Comme une bonne partie de mes concitoyens, je me pose d’innombrables questions sur la façon de proposer aux générations montantes un projet de société plus raisonnable. Parce qu’il n’y a pas de doute: si nous continuons à fonctionner au régime actuel et encourageons le peuple chinois, par exemple, à aspirer légitimement au même niveau de confort que le nôtre, nous allons droit dans le mur.

Parallèlement, il est difficile d’envisager de revenir aux méthodes de nos grands-parents: faire soi-même quotidiennement son pain et ses pâtes, dépecer son lapin, abandonner son véhicule et son ordinateur. Alors, pour me donner un peu de bonne conscience, je trie soigneusement mes déchets répartis entre une quinzaine de poubelles spécialisées squattant ma cuisine, quitte à envoyer négligemment, en cas de grande fatigue ou d’agacement, toutes les choses sans nom qui nous envahissent dans le grand sac noir des familles.
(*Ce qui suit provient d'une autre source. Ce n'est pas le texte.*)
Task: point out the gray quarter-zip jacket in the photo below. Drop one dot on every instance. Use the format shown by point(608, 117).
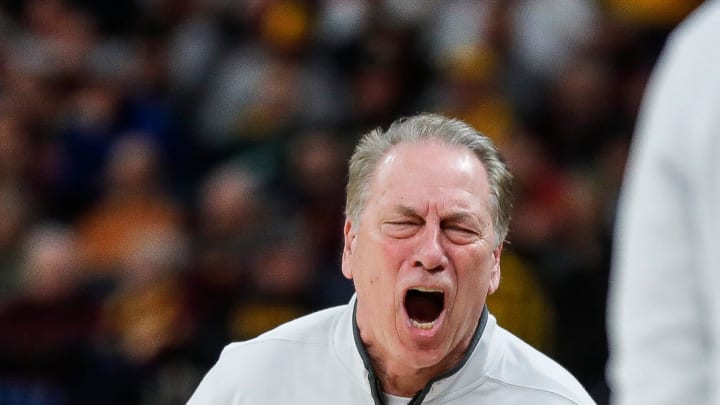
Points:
point(319, 359)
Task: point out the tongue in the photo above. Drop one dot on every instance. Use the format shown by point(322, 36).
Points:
point(423, 307)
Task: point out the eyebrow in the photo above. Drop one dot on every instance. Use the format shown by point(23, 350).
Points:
point(462, 217)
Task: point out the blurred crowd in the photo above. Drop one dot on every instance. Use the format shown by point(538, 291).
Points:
point(172, 171)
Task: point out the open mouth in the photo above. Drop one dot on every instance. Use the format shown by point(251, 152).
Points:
point(424, 306)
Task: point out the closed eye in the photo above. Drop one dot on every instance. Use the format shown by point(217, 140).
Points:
point(461, 235)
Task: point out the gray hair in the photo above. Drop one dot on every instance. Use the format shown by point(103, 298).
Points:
point(374, 145)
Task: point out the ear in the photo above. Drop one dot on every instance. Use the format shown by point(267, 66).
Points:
point(348, 248)
point(495, 272)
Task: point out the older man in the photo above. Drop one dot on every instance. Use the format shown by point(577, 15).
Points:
point(428, 205)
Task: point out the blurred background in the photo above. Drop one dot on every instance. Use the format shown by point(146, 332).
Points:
point(172, 171)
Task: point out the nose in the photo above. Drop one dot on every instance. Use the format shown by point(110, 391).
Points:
point(430, 253)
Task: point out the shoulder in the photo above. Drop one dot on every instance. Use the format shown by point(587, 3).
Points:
point(531, 375)
point(299, 348)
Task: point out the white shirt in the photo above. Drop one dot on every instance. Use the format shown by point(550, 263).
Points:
point(664, 303)
point(318, 359)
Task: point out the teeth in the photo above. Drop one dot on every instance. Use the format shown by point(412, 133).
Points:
point(423, 289)
point(422, 325)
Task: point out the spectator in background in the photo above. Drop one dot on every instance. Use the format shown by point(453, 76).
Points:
point(133, 202)
point(664, 307)
point(47, 329)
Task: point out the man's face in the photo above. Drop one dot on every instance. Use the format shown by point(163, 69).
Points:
point(423, 257)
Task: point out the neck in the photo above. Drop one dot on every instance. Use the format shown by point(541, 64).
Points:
point(400, 380)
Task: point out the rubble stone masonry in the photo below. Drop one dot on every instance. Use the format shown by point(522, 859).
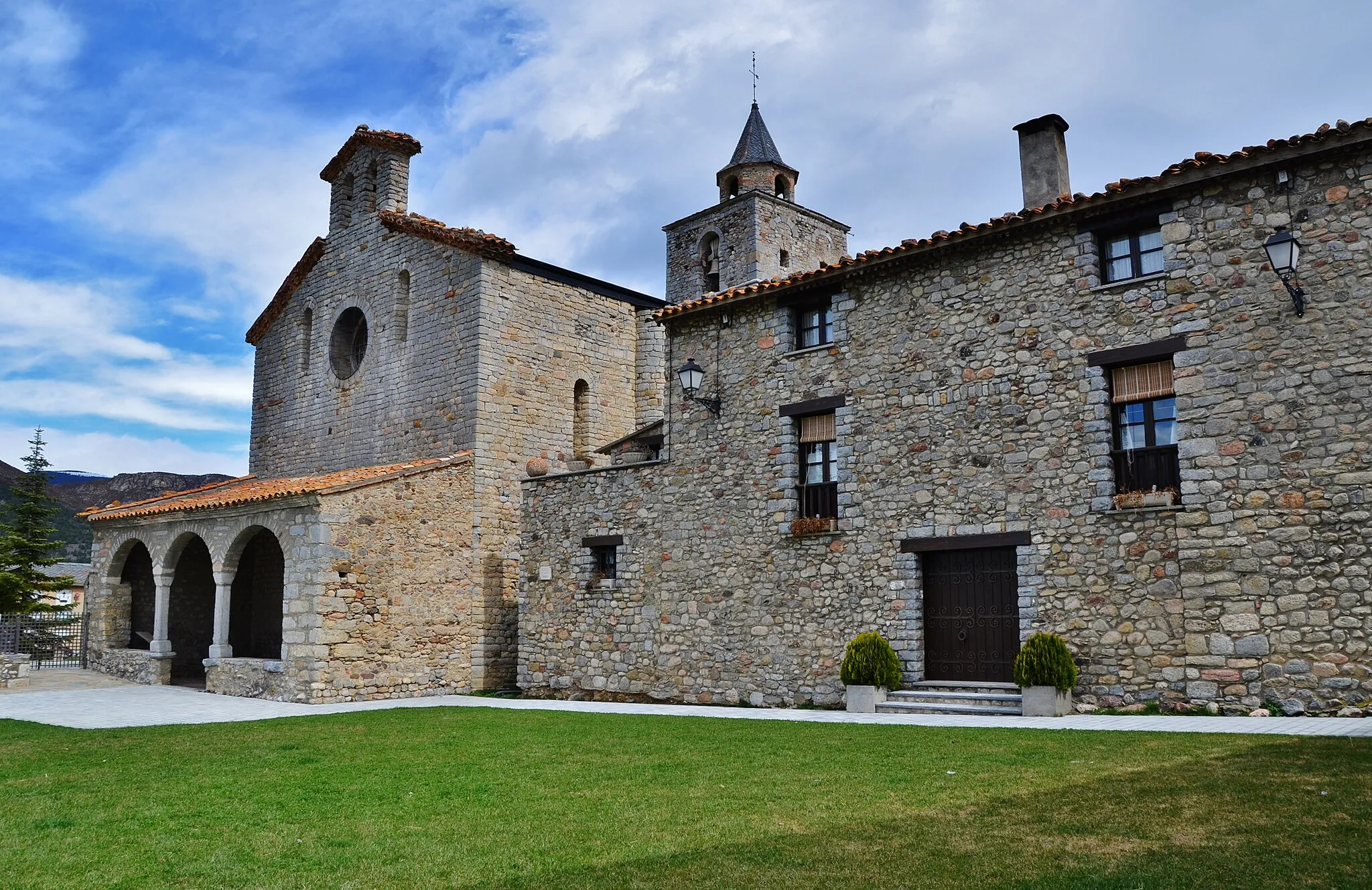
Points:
point(972, 409)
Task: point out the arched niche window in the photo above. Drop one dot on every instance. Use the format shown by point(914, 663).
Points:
point(403, 306)
point(346, 200)
point(369, 188)
point(581, 419)
point(709, 263)
point(306, 335)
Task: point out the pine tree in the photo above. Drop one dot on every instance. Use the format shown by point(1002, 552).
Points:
point(26, 543)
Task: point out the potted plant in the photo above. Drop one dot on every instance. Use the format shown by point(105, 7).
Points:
point(1128, 501)
point(1046, 674)
point(803, 526)
point(1164, 498)
point(870, 670)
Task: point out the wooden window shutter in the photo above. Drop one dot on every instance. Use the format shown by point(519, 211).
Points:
point(1136, 383)
point(817, 428)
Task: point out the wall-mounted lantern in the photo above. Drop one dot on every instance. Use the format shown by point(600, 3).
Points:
point(1283, 252)
point(692, 378)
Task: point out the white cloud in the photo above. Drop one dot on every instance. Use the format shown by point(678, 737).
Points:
point(241, 205)
point(110, 454)
point(64, 354)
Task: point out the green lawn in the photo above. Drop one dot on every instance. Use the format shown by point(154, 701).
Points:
point(464, 797)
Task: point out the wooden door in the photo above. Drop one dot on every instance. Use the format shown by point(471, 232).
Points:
point(972, 615)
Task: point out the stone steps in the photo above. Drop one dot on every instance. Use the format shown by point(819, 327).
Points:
point(932, 697)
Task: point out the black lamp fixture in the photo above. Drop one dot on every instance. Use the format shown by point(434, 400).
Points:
point(693, 376)
point(1283, 252)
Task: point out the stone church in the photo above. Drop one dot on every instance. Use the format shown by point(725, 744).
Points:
point(1125, 417)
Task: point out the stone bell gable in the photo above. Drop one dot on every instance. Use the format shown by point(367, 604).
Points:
point(756, 231)
point(401, 338)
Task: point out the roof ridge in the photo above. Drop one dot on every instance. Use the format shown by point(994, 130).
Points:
point(467, 238)
point(257, 490)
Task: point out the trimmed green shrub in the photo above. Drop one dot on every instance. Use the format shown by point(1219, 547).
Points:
point(870, 662)
point(1046, 662)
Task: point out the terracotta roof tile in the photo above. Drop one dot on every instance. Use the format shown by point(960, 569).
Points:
point(283, 294)
point(1203, 159)
point(470, 240)
point(403, 143)
point(250, 489)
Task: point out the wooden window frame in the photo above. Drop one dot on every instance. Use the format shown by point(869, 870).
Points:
point(606, 561)
point(826, 323)
point(817, 500)
point(1135, 255)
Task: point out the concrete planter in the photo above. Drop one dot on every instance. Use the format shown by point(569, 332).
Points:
point(1044, 701)
point(864, 700)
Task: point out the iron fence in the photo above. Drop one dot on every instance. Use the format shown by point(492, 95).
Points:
point(51, 640)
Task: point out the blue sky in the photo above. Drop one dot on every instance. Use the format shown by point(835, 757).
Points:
point(166, 175)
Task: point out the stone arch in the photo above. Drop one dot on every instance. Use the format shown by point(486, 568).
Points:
point(709, 247)
point(781, 187)
point(730, 188)
point(257, 595)
point(581, 419)
point(132, 587)
point(190, 605)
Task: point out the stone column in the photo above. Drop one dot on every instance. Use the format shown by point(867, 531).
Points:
point(222, 590)
point(161, 645)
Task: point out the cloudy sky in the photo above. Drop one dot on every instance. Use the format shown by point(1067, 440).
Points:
point(163, 162)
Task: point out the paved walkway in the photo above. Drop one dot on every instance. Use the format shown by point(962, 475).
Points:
point(131, 705)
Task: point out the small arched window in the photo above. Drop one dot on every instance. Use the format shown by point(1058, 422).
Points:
point(306, 333)
point(709, 263)
point(346, 202)
point(403, 306)
point(581, 419)
point(369, 190)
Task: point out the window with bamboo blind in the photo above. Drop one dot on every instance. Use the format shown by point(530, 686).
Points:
point(818, 467)
point(1145, 420)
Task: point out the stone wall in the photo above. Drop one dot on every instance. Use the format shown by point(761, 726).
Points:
point(399, 608)
point(136, 666)
point(539, 338)
point(14, 671)
point(250, 678)
point(970, 409)
point(415, 394)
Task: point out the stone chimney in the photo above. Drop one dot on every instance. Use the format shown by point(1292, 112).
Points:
point(1043, 159)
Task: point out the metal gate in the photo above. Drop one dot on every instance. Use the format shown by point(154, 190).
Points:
point(972, 615)
point(52, 640)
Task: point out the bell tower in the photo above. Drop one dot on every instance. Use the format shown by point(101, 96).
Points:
point(756, 231)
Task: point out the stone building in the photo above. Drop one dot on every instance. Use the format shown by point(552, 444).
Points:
point(1099, 416)
point(405, 372)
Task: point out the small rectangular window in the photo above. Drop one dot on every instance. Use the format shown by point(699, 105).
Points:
point(1145, 419)
point(818, 467)
point(1132, 255)
point(814, 325)
point(606, 561)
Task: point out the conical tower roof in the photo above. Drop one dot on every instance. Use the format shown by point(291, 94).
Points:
point(755, 145)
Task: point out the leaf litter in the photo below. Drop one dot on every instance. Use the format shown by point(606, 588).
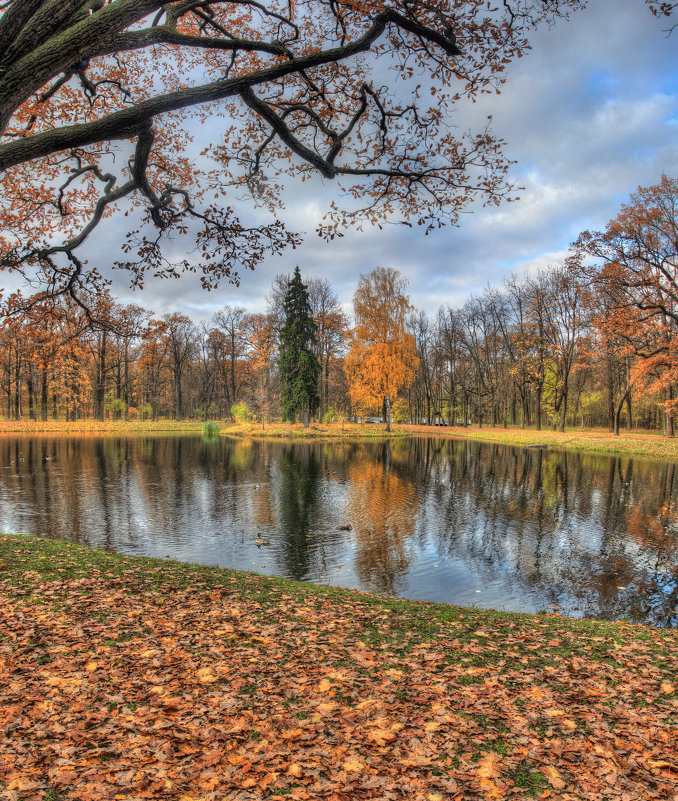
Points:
point(126, 678)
Je tente de rationaliser mes transports, de bien choisir les producteurs de mon alimentation et d’éteindre les lumières inutiles. Pour cela, j’ai intérêt à avoir une bonne santé, la tête bien programmée, parce que ces petits exercices me boulottent déjà bien assez de temps et d’énergie. En gros, ma contribution s’arrête là et je ne serai pas pétrie d’enthousiasme à l’idée d’en faire beaucoup plus.

Maintenant, de savoir que le lait produit par les vaches qui paissent sous ma fenêtre va faire un véritable tour d’Europe pour revenir sous forme de crème dans mon petit café et que le sucre a traversé l’Atlantique, je ne suis qu’à moitié consolée d’avoir choisi les grains à moudre estampillés Max Havelaar. Il me semble que là réside une grande partie du problème: la construction de machines si monumentales qu’elles ont pratiquement besoin du marché d’un continent entier pour être rentables, en cassant les petites structures locales et multipliant les transports délirants, constitue les signes flagrants d’une logique économique folle et furieuse! Il en est de même en produisant du matériel si rapidement périmé, en chipotant sur les crédits à la recherche pour des produits réellement utiles et économes en énergie.

Si quelqu’un a des solutions commodes à mettre en application qui ne m’encombrent pas plus dans mes activités et ne m’empêchent pas de rêver, qu’il n’hésite pas à m’en faire part: je suis volontiers preneuse. Malgré tout, le quidam de mon espèce ne peut pas prendre sur lui de résoudre les conséquences désastreuses d’une politique incohérente et d’une économie frappée d’autisme.